Votre partition sera désormais montée automatiquement à chaque démarrage du système.

Créer et gérer une partition d'échange (swap) Linux

Dans cette étape, vous découvrirez un autre type de partition spécial : le swap Linux. L'espace d'échange est utilisé par le système d'exploitation comme mémoire virtuelle lorsque la RAM physique est pleine. Il permet au système de déplacer les pages de mémoire inactives vers le disque, libérant ainsi de la RAM pour les processus actifs. Bien qu'il ne remplace pas une quantité suffisante de RAM, le fait de disposer d'une partition de swap peut empêcher le système de planter en raison d'erreurs de manque de mémoire.
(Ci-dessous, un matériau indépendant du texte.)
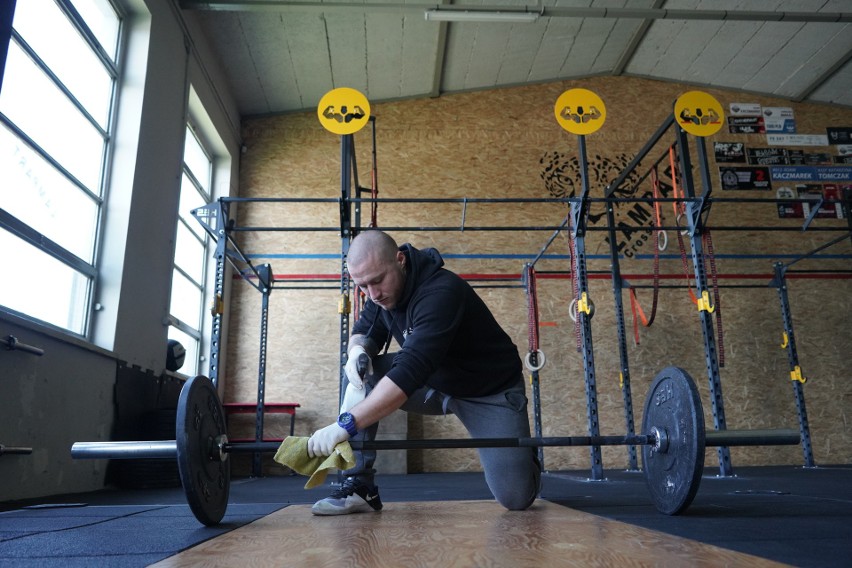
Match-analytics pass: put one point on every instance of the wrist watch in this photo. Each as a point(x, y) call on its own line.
point(347, 422)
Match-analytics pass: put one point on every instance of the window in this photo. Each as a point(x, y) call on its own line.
point(191, 254)
point(56, 106)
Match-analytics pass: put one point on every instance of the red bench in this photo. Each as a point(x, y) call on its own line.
point(268, 408)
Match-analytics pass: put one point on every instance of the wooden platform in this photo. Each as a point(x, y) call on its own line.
point(458, 533)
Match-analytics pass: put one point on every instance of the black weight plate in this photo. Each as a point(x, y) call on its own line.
point(673, 474)
point(200, 420)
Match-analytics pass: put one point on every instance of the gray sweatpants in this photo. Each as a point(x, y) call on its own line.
point(513, 474)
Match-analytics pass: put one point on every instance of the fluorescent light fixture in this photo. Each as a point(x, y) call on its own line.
point(480, 16)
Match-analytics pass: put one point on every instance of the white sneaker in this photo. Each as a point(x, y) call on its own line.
point(353, 496)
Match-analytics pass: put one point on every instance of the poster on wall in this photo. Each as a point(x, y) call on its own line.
point(743, 178)
point(813, 193)
point(767, 156)
point(729, 152)
point(797, 139)
point(744, 109)
point(788, 209)
point(817, 192)
point(839, 135)
point(818, 159)
point(815, 174)
point(779, 119)
point(746, 125)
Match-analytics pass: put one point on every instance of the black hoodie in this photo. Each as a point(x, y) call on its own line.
point(449, 339)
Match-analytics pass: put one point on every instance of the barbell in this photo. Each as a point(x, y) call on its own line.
point(673, 444)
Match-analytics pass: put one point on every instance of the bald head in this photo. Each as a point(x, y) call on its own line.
point(377, 266)
point(374, 245)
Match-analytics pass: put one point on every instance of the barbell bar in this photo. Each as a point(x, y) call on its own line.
point(168, 448)
point(672, 446)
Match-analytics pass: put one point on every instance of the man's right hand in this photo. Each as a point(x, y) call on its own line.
point(358, 366)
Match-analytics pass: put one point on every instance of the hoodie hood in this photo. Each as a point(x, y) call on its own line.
point(420, 266)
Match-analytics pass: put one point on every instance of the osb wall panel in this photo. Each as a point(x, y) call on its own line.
point(507, 143)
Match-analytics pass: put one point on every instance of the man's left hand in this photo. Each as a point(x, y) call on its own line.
point(323, 441)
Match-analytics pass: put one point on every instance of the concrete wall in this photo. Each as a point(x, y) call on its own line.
point(68, 395)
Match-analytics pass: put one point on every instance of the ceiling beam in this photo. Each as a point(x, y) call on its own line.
point(546, 12)
point(825, 76)
point(637, 38)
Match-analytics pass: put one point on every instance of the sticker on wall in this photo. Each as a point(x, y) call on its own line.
point(699, 113)
point(779, 119)
point(839, 135)
point(742, 178)
point(580, 111)
point(744, 109)
point(729, 151)
point(343, 111)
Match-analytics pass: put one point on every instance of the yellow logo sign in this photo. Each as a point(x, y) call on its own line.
point(699, 113)
point(580, 111)
point(343, 111)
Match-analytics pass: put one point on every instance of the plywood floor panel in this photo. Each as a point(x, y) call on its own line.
point(452, 534)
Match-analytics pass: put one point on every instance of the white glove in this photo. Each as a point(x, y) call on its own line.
point(323, 442)
point(351, 397)
point(351, 368)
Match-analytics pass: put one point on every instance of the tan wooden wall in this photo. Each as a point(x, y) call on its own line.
point(500, 144)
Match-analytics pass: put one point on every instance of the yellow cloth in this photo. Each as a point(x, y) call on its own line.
point(293, 453)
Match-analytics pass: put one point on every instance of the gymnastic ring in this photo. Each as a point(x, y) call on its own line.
point(542, 360)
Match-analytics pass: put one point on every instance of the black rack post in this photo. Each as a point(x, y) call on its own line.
point(579, 215)
point(535, 385)
point(264, 274)
point(694, 210)
point(214, 217)
point(796, 377)
point(617, 291)
point(347, 163)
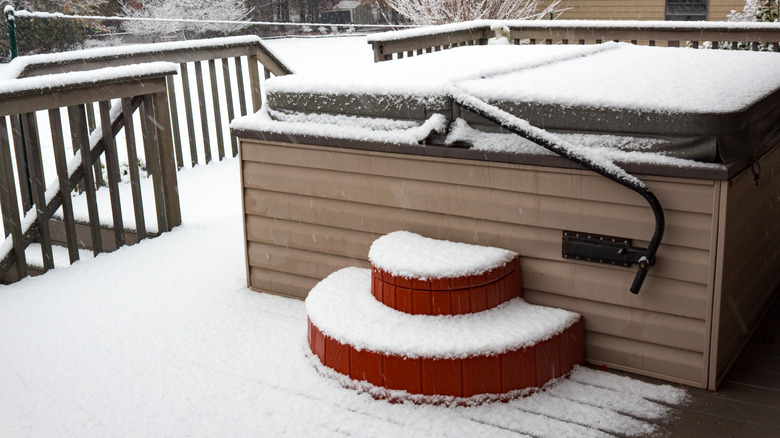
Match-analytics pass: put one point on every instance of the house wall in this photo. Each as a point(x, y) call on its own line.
point(311, 210)
point(636, 9)
point(749, 258)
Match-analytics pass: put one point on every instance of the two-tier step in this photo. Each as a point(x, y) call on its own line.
point(434, 317)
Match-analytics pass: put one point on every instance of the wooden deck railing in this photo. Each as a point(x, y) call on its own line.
point(394, 45)
point(202, 59)
point(213, 101)
point(141, 89)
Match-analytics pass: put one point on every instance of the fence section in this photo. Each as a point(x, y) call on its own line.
point(219, 79)
point(29, 199)
point(752, 36)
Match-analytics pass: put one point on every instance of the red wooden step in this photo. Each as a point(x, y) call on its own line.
point(448, 296)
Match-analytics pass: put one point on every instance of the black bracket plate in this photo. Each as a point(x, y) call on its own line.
point(599, 248)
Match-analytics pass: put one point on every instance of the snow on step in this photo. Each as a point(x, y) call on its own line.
point(409, 255)
point(511, 347)
point(422, 276)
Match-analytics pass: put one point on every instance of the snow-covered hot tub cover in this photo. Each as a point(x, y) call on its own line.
point(636, 104)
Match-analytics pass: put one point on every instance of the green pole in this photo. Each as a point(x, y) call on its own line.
point(10, 22)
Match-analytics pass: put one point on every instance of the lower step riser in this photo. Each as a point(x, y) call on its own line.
point(516, 370)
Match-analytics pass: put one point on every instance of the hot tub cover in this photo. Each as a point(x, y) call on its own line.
point(689, 103)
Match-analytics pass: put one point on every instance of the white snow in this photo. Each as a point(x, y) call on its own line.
point(48, 82)
point(617, 75)
point(409, 255)
point(563, 24)
point(342, 307)
point(660, 79)
point(427, 75)
point(312, 55)
point(618, 148)
point(164, 338)
point(17, 66)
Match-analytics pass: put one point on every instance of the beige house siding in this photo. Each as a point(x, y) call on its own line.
point(749, 258)
point(312, 210)
point(636, 9)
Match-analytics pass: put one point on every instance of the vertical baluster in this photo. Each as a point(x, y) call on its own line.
point(185, 85)
point(9, 205)
point(55, 122)
point(38, 183)
point(175, 121)
point(22, 168)
point(163, 171)
point(254, 83)
point(170, 185)
point(112, 170)
point(229, 100)
point(80, 136)
point(215, 105)
point(132, 163)
point(204, 123)
point(98, 163)
point(241, 90)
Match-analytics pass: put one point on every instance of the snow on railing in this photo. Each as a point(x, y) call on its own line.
point(410, 42)
point(28, 208)
point(229, 68)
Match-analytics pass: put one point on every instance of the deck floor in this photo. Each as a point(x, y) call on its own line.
point(747, 403)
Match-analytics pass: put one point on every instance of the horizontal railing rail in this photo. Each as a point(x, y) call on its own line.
point(752, 36)
point(29, 201)
point(243, 62)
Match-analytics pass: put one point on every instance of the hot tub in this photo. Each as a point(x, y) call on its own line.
point(333, 162)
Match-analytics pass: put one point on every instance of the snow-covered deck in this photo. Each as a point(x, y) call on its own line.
point(165, 339)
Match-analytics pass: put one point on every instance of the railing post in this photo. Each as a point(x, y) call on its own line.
point(157, 138)
point(9, 204)
point(10, 22)
point(254, 83)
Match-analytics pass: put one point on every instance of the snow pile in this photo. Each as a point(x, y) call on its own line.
point(377, 327)
point(660, 79)
point(428, 75)
point(629, 25)
point(86, 78)
point(433, 258)
point(618, 148)
point(18, 65)
point(341, 126)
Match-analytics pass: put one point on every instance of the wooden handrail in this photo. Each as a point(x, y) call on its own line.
point(143, 87)
point(390, 45)
point(178, 52)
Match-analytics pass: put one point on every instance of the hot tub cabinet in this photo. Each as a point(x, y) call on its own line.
point(314, 203)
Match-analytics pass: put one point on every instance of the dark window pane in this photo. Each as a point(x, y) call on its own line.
point(686, 10)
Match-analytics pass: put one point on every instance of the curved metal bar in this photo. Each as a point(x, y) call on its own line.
point(645, 261)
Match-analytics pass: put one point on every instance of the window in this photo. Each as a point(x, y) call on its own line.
point(686, 10)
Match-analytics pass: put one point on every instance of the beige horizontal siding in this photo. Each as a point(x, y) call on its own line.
point(612, 10)
point(636, 9)
point(640, 357)
point(751, 256)
point(310, 211)
point(539, 240)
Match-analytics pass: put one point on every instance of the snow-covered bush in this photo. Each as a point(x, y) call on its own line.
point(209, 12)
point(44, 35)
point(755, 10)
point(431, 12)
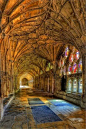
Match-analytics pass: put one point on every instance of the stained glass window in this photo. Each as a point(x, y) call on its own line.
point(64, 70)
point(69, 85)
point(80, 66)
point(74, 68)
point(71, 58)
point(66, 52)
point(77, 55)
point(75, 85)
point(69, 69)
point(62, 62)
point(80, 85)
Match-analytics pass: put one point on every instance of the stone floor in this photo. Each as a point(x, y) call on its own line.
point(19, 114)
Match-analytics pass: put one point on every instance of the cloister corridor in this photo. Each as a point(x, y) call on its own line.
point(42, 64)
point(19, 114)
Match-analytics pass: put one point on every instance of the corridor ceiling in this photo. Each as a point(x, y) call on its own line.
point(36, 30)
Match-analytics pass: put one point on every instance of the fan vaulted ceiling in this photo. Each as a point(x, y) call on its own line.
point(34, 31)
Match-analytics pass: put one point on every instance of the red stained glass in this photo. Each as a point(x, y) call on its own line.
point(71, 58)
point(66, 52)
point(80, 66)
point(75, 68)
point(77, 55)
point(69, 69)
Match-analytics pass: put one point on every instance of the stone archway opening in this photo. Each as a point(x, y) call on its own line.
point(26, 81)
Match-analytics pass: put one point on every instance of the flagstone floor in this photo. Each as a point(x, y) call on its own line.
point(19, 114)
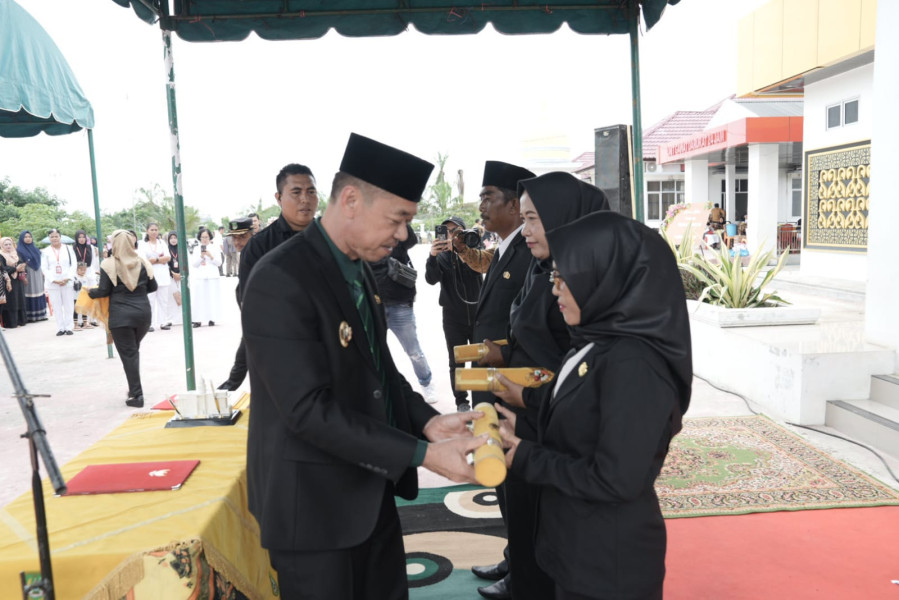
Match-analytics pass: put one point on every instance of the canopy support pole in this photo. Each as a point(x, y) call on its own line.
point(637, 157)
point(179, 212)
point(100, 244)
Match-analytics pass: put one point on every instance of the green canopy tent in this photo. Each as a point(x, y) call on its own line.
point(38, 91)
point(234, 20)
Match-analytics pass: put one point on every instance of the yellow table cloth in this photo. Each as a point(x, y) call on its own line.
point(103, 545)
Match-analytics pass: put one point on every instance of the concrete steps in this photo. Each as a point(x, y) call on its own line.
point(874, 421)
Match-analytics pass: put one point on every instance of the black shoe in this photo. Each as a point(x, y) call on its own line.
point(492, 572)
point(500, 589)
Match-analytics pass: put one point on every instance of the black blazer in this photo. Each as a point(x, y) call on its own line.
point(127, 308)
point(603, 440)
point(320, 449)
point(502, 283)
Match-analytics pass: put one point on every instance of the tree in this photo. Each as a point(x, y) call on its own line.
point(441, 191)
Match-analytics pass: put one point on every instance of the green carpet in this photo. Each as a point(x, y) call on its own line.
point(716, 466)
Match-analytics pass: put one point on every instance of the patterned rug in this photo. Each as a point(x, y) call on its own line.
point(741, 465)
point(716, 466)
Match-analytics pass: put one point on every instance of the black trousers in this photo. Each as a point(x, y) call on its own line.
point(563, 595)
point(457, 333)
point(127, 343)
point(374, 570)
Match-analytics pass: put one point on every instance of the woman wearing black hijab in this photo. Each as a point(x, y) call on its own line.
point(538, 337)
point(126, 278)
point(606, 423)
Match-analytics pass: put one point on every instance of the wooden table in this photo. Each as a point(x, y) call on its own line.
point(151, 544)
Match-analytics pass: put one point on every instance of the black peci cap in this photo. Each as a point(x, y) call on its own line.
point(504, 175)
point(386, 167)
point(457, 220)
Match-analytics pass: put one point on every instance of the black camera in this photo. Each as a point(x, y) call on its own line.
point(470, 237)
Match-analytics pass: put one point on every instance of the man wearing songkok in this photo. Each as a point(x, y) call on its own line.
point(500, 214)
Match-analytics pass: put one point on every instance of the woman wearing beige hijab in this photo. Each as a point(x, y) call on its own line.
point(127, 278)
point(13, 312)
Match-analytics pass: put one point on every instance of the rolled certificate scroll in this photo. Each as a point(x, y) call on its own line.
point(473, 352)
point(483, 379)
point(489, 461)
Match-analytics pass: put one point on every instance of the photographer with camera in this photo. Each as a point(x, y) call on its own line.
point(205, 300)
point(459, 290)
point(396, 286)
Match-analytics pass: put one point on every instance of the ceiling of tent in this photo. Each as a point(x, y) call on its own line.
point(38, 91)
point(233, 20)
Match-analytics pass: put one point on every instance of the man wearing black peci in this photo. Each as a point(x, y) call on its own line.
point(298, 200)
point(500, 214)
point(336, 431)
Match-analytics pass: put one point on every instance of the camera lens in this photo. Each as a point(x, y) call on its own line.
point(471, 238)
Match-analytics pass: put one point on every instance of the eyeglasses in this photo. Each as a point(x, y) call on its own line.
point(556, 279)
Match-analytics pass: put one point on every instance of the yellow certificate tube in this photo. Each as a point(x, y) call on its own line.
point(483, 379)
point(489, 460)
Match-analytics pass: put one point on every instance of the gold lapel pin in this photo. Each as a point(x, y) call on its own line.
point(345, 333)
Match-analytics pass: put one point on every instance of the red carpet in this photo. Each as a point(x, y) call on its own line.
point(845, 554)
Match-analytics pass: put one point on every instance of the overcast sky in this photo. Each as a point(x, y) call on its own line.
point(247, 108)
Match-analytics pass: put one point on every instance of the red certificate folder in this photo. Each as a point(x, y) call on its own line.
point(131, 477)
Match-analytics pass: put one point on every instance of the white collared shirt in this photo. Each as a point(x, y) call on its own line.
point(508, 241)
point(569, 365)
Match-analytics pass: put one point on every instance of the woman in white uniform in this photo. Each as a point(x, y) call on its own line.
point(58, 265)
point(156, 251)
point(205, 300)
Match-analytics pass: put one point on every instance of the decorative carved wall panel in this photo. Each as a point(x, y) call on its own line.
point(838, 180)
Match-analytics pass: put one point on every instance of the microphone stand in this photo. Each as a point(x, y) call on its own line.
point(37, 443)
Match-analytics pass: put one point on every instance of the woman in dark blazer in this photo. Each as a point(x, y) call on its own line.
point(126, 279)
point(606, 423)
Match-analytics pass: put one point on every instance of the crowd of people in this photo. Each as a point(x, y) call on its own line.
point(336, 431)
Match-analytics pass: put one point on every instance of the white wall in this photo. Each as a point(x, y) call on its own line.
point(882, 298)
point(856, 83)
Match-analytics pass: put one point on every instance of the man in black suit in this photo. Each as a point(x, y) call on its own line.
point(335, 431)
point(298, 200)
point(501, 214)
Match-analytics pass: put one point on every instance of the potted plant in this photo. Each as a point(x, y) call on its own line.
point(733, 294)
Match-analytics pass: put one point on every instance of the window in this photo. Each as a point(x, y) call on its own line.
point(850, 112)
point(741, 198)
point(844, 113)
point(833, 116)
point(662, 194)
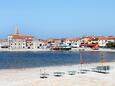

Note importante : Avant de créer une nouvelle partition, assurez-vous que tous les systèmes de fichiers existants sur /dev/sdb sont démontés. Si le périphérique est actuellement monté (suite aux étapes précédentes), vous pourriez rencontrer des erreurs "Device or resource busy" (Périphérique ou ressource occupé) en essayant de modifier la table de partitions.

Nous allons créer une nouvelle partition sur /dev/sdb et la configurer comme espace d'échange. Tout d'abord, assurons-nous que le périphérique n'est pas monté, puis utilisons fdisk pour créer la partition. Nous avons déjà créé /dev/sdb1, donc cette nouvelle partition sera /dev/sdb2.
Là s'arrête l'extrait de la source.